Partnership with Cystic Fibrosis Foundation Therapeutics (CFFT)
ProQR and CFFT entered into a partnership in 2014 to develop QR-010 for people with CF due to the F508del mutation. The initial partnership included support for the Phase 1b trial as well as the NPD proof of concept study that reported positive results in 2016. Based on the results of the clinical trials of QR-010, ProQR and CFFT intend to expand the partnership to explore the inhaled oligonucleotide platform for stop-codon mutations (also called “Class I” mutations) in CFTR. Stop-codon mutations cannot be targeted with small molecule potentiator or corrector molecules, and therefore have a high unmet medical need. ProQR intends to target these mutations using its proprietary Axiomer® technology, which has shown compelling data in non-clinical studies, to repair the stop-codon mutations in the RNA, leading to removal of the premature stop-codon. Approximately 12,000 patients, accounting for 15% of CF patients in the western world, have a stop-codon mutation leading to a severe form of CF.
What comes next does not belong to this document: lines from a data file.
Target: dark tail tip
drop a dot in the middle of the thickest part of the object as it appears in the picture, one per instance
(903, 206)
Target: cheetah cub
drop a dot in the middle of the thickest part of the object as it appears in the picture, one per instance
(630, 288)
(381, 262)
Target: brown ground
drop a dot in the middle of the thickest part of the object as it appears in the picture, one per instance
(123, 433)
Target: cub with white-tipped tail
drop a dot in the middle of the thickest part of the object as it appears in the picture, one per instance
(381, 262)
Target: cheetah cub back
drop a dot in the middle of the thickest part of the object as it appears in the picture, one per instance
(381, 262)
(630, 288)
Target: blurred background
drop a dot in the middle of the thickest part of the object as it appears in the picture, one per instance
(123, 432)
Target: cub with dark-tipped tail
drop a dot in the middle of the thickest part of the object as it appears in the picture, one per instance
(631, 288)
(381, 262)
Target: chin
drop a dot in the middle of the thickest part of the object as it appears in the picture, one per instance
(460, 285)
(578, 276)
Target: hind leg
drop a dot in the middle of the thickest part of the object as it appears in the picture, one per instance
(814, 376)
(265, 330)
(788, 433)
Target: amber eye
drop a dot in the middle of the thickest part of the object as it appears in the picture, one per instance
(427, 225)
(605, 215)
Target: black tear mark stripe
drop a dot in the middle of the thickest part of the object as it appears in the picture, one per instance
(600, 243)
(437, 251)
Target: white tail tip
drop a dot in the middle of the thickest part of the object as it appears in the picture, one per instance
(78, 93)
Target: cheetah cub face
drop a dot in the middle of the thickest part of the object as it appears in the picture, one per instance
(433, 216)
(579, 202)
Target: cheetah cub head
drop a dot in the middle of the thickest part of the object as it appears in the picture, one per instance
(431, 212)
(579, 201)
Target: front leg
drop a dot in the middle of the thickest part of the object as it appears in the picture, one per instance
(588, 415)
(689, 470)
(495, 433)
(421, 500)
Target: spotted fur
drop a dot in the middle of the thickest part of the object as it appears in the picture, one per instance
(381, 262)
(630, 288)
”The results of this Phase 1b trial support QR-010’s potential to be a meaningful therapy for people with cystic fibrosis,” said Daniel A. de Boer, Chief Executive Officer at ProQR. ”With these results in hand we are designing a path forward for the development of QR-010, either independently or with a potential partner. Furthermore we are looking forward to expanding our partnership with the CFFT to explore the inhaled oligonucleotide platform also for people that have CF due to stop-codon mutations.”